Understanding brms syntax using |<ID>| and how that affects correlation

Hi all,

I’m looking to get a deeper understanding of the hierarchical linear model I’ve built in brms to see if there’s any way I can improve it / to see if it’s doing what I think it’s doing. To describe the model and data, I have a variable, CHG, which I assume changes as a function of plasma concentration, PKCONC, and visit, AVISIT, for a series of subjects, who all have unique SUBJIDs.

For anyone trying to get a better sense of the data, PKCONC and CHG are both continuous variables, while AVISIT is categorical and can take on one of two values, “Visit 1” or “Visit 2”.

I started with a simple model bf(CHG ~ 1 + PKCONC + (1 + PKCONC | SUBJID) (full code below) which to me means that I’m estimating a population level intercept and slope (as a function of PKCONC) and that I’m also estimating individual level intercepts and slopes (as a function of PKCONC), for each individual (each unique SUBJID). I then tried a bunch of other variations on that theme, and selected the best model using LOO-CV and WAIC.

# Define the model formula
base_formula <- bf(CHG ~ 1 + PKCONC + (1 + PKCONC | SUBJID)) 
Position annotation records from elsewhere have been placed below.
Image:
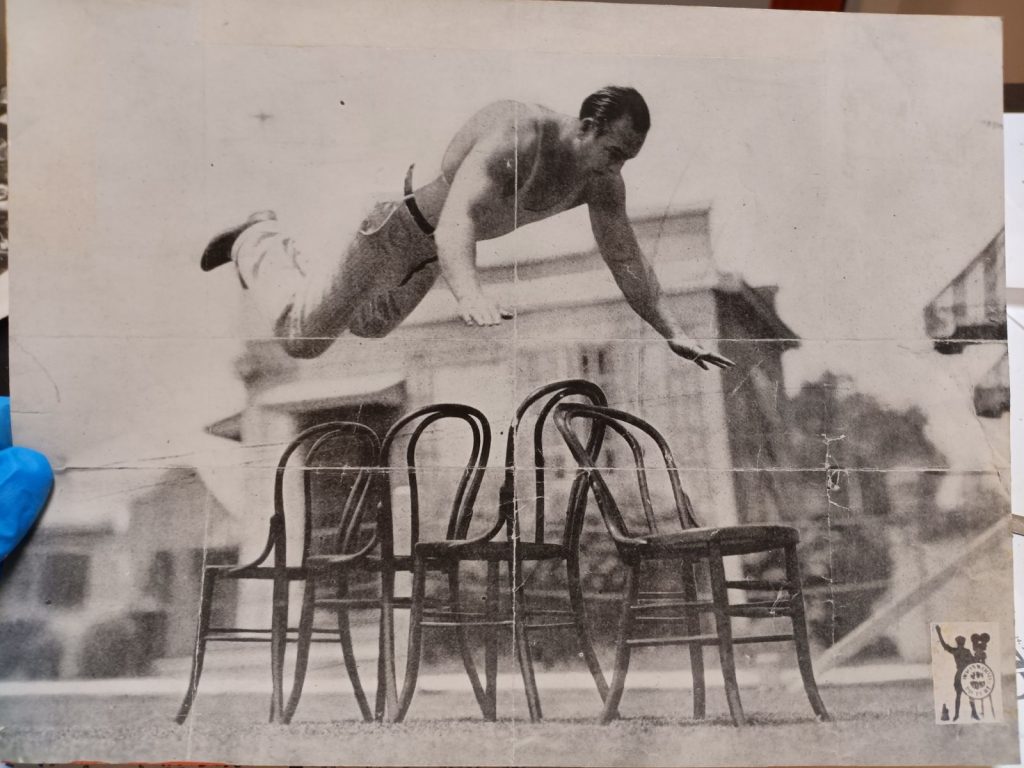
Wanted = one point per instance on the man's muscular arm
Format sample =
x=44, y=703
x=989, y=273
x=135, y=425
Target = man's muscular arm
x=633, y=273
x=481, y=179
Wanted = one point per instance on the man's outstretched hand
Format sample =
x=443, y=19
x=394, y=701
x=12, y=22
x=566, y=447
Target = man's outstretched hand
x=26, y=479
x=687, y=349
x=479, y=309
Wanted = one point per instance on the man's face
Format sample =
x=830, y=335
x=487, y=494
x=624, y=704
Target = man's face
x=606, y=152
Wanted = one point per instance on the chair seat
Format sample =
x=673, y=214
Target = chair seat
x=733, y=540
x=489, y=551
x=371, y=562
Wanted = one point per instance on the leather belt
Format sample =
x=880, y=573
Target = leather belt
x=414, y=210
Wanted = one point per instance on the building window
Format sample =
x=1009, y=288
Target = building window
x=594, y=363
x=160, y=579
x=64, y=582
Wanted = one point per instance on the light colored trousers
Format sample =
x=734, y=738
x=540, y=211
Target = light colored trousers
x=387, y=269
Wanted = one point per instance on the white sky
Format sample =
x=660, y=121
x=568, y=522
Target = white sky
x=854, y=161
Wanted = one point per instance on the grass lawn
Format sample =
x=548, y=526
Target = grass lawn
x=872, y=724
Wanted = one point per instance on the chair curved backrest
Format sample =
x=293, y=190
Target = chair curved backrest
x=544, y=399
x=317, y=440
x=626, y=426
x=461, y=513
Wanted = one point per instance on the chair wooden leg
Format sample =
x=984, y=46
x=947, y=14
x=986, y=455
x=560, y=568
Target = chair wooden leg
x=521, y=640
x=630, y=594
x=455, y=604
x=491, y=642
x=386, y=674
x=279, y=644
x=199, y=653
x=579, y=608
x=696, y=650
x=415, y=640
x=800, y=637
x=724, y=625
x=302, y=648
x=380, y=699
x=351, y=667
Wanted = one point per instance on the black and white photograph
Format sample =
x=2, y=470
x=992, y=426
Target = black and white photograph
x=516, y=382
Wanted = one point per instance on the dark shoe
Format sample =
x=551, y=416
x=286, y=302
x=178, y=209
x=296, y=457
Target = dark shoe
x=219, y=249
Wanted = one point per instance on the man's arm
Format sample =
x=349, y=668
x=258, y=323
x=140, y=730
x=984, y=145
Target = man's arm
x=481, y=179
x=634, y=274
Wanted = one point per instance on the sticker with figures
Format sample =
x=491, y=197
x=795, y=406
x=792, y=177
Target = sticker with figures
x=967, y=686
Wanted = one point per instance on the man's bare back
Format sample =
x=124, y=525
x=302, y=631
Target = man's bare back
x=531, y=170
x=510, y=164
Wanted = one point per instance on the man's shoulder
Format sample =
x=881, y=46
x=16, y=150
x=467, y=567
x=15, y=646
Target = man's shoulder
x=509, y=116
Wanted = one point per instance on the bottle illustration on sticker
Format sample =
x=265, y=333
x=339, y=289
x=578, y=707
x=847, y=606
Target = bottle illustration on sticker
x=964, y=679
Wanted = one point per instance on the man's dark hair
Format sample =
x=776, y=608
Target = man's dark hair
x=611, y=102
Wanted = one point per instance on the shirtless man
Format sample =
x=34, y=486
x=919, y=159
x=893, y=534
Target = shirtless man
x=510, y=165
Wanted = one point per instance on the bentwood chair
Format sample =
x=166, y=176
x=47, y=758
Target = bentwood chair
x=641, y=541
x=515, y=550
x=322, y=452
x=410, y=430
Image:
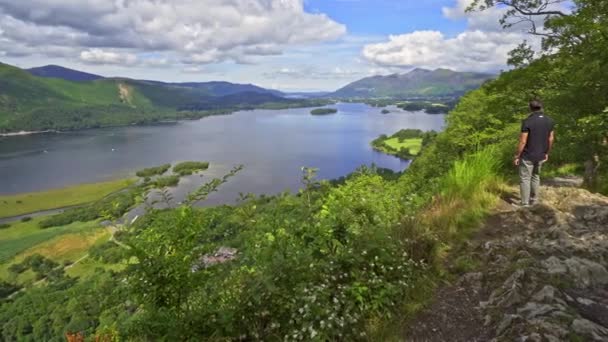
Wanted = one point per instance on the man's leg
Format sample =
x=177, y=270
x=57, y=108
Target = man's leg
x=535, y=183
x=525, y=175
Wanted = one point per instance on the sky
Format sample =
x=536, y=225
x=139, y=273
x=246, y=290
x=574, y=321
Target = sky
x=291, y=45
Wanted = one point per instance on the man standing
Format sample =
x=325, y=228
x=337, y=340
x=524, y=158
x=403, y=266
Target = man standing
x=535, y=143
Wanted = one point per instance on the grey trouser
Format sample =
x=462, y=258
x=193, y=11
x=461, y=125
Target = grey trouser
x=529, y=174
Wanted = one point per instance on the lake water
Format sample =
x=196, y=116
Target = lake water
x=272, y=145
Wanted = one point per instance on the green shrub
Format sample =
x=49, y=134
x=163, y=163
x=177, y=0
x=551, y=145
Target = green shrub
x=190, y=167
x=166, y=181
x=153, y=171
x=113, y=206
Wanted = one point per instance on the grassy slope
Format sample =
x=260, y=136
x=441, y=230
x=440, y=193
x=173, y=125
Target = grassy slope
x=22, y=236
x=33, y=103
x=413, y=144
x=14, y=205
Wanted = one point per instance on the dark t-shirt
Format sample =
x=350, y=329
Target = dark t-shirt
x=538, y=126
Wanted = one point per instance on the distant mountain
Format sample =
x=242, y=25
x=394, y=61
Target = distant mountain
x=213, y=88
x=307, y=95
x=29, y=102
x=415, y=84
x=56, y=71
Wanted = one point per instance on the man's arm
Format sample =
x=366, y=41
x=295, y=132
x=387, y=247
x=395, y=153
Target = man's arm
x=550, y=145
x=523, y=140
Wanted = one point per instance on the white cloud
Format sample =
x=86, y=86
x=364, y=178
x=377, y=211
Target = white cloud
x=203, y=31
x=483, y=46
x=315, y=73
x=469, y=51
x=99, y=56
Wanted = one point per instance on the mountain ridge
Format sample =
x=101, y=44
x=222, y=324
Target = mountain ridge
x=418, y=83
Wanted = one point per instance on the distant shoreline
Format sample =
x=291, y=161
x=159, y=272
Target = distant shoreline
x=20, y=133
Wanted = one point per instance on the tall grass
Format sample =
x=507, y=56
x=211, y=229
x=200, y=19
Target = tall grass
x=466, y=194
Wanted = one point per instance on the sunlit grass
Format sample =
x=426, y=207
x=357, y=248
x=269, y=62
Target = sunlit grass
x=414, y=145
x=68, y=247
x=467, y=193
x=22, y=236
x=13, y=205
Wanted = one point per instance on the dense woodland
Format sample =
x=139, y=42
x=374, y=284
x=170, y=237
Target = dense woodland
x=336, y=261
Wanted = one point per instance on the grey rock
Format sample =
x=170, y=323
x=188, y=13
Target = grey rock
x=589, y=329
x=533, y=310
x=586, y=271
x=554, y=265
x=506, y=322
x=546, y=295
x=551, y=338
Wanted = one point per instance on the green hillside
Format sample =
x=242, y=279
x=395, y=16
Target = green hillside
x=419, y=83
x=32, y=103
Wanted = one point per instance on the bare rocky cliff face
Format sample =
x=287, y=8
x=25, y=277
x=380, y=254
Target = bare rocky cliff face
x=542, y=277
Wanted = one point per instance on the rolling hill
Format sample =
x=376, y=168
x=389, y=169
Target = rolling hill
x=213, y=88
x=29, y=102
x=418, y=83
x=56, y=71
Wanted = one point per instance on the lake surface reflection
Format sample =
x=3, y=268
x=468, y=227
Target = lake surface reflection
x=273, y=146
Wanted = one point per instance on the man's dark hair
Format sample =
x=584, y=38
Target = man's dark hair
x=536, y=105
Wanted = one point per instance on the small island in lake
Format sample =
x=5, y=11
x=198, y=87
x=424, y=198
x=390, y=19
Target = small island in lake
x=323, y=111
x=405, y=144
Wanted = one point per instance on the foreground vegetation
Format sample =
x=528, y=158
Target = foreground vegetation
x=14, y=205
x=336, y=261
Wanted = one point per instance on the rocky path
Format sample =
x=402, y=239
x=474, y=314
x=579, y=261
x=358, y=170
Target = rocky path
x=542, y=277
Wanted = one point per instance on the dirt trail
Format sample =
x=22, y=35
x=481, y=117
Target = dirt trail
x=542, y=276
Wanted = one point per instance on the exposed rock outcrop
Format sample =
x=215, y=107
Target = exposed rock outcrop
x=543, y=274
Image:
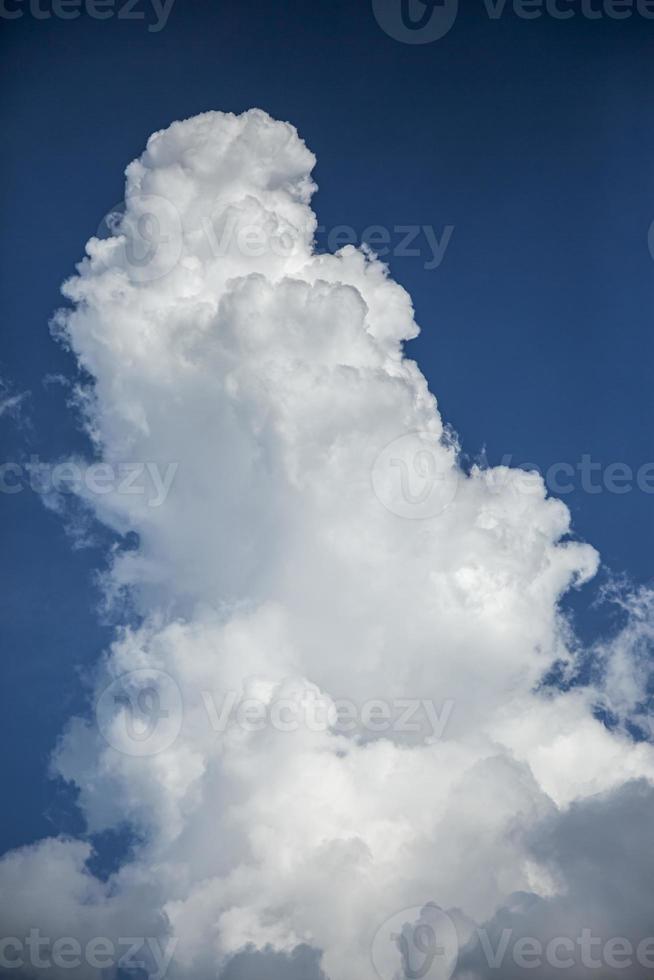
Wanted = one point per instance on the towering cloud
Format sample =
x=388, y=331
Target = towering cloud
x=327, y=707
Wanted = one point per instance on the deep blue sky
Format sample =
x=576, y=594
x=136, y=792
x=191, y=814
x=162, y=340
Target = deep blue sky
x=535, y=139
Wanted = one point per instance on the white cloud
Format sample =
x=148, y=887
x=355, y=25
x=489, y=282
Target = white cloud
x=281, y=566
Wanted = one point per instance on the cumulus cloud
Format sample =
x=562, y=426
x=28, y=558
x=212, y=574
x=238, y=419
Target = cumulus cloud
x=320, y=552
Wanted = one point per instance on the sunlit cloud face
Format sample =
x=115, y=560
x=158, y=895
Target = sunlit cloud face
x=327, y=728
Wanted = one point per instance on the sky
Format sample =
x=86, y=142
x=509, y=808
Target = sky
x=516, y=154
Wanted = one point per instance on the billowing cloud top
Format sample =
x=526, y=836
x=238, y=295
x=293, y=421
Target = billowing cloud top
x=315, y=552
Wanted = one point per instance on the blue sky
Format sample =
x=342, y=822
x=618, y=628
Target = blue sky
x=533, y=139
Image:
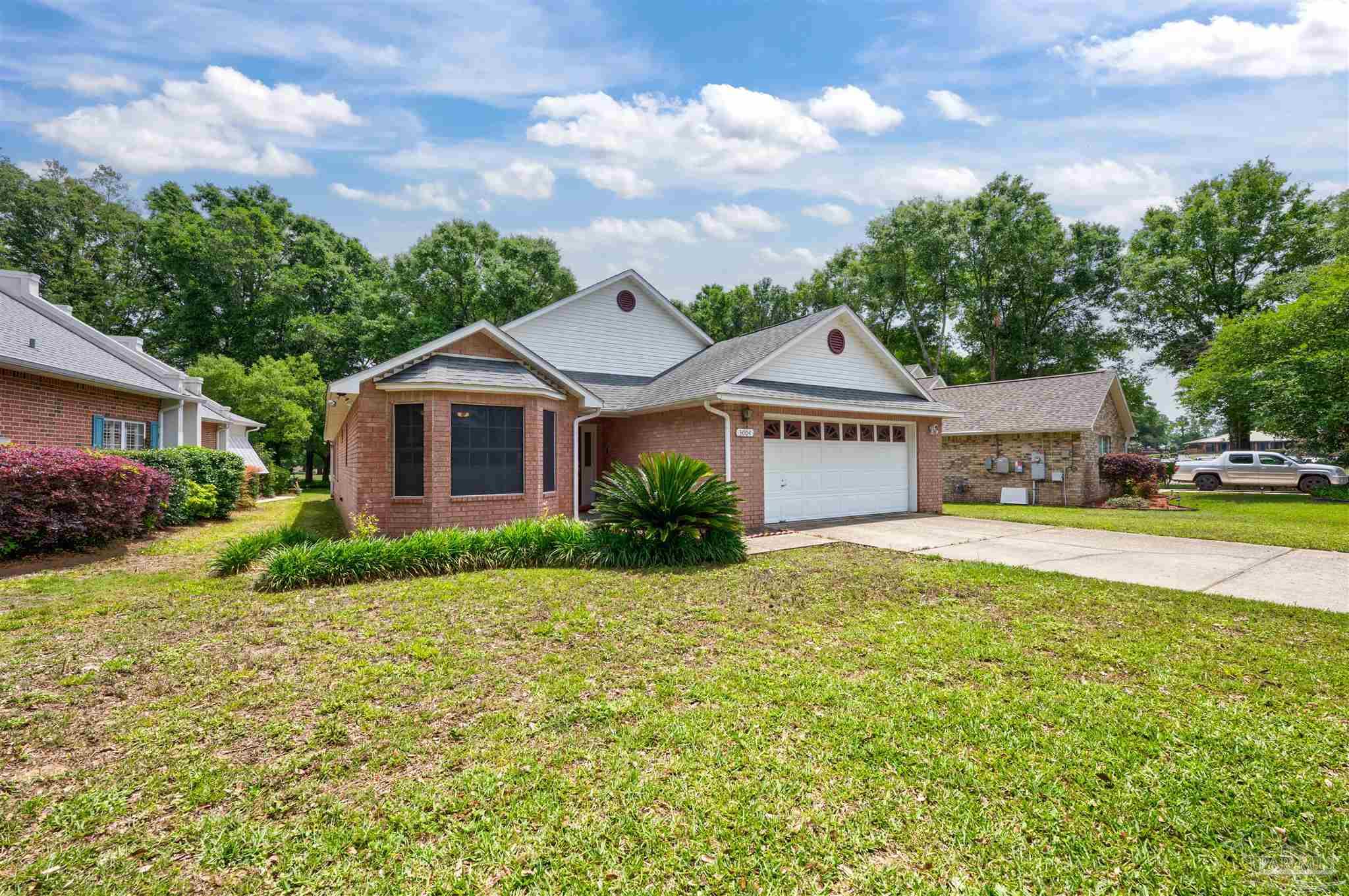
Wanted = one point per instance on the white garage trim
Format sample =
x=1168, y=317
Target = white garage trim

# Fit the model using the brm function
base_fit <- brm(base_formula, 
                data = qtc2, 
                family = "gaussian", 
                cores = 4, 
                chains = 4, 
                file = "base", 
                save_all_pars = TRUE)

The final model was bf(CHG ~ 1 + PKCONC * AVISIT + (1 + PKCONC * AVISIT | SUBJID) with a standard deviation estimated for each visit level (below) but I’m wondering if I should use a different syntax to specify the IDs following here. Would it make sense to instead use CHG ~ 1 + PKCONC * AVISIT + (1 + PKCONC * AVISIT | gr(SUBJID, id = "i")), and how does this structurally change the model (I’m assuming that it now treats data for each SUBJID as correlated)?

final_fit <- brm(bf(CHG ~ 1 + PKCONC * AVISIT + (1 + PKCONC * AVISIT | SUBJID), 
                     sigma ~ AVISIT),
           data = qtc2,
           family = gaussian(),
           # prior = NULL, 
           prior = c(set_prior("normal(0, 1)", class = "b"), # Fixed effects, usually small, around 0 
                     set_prior("exponential(1)", class = "sd"), # Random effects standard deviations, usually not very uncertain 
                     set_prior("lkj(1)", class = "cor")), # Random effects correlations, not a ton of correlation to be expected 
           warmup = 4000, 
           iter = 8000,
           chains = 4,
           control = list(adapt_delta = 0.99),
           cores = 4) #, 
           # file = "final_fit")

Would it be syntactically better to instead group the individuals by ~ x + (1 | gr(subject, by = x)) or am I totally off the mark on that one?

Thank you very much and I really appreciate the package.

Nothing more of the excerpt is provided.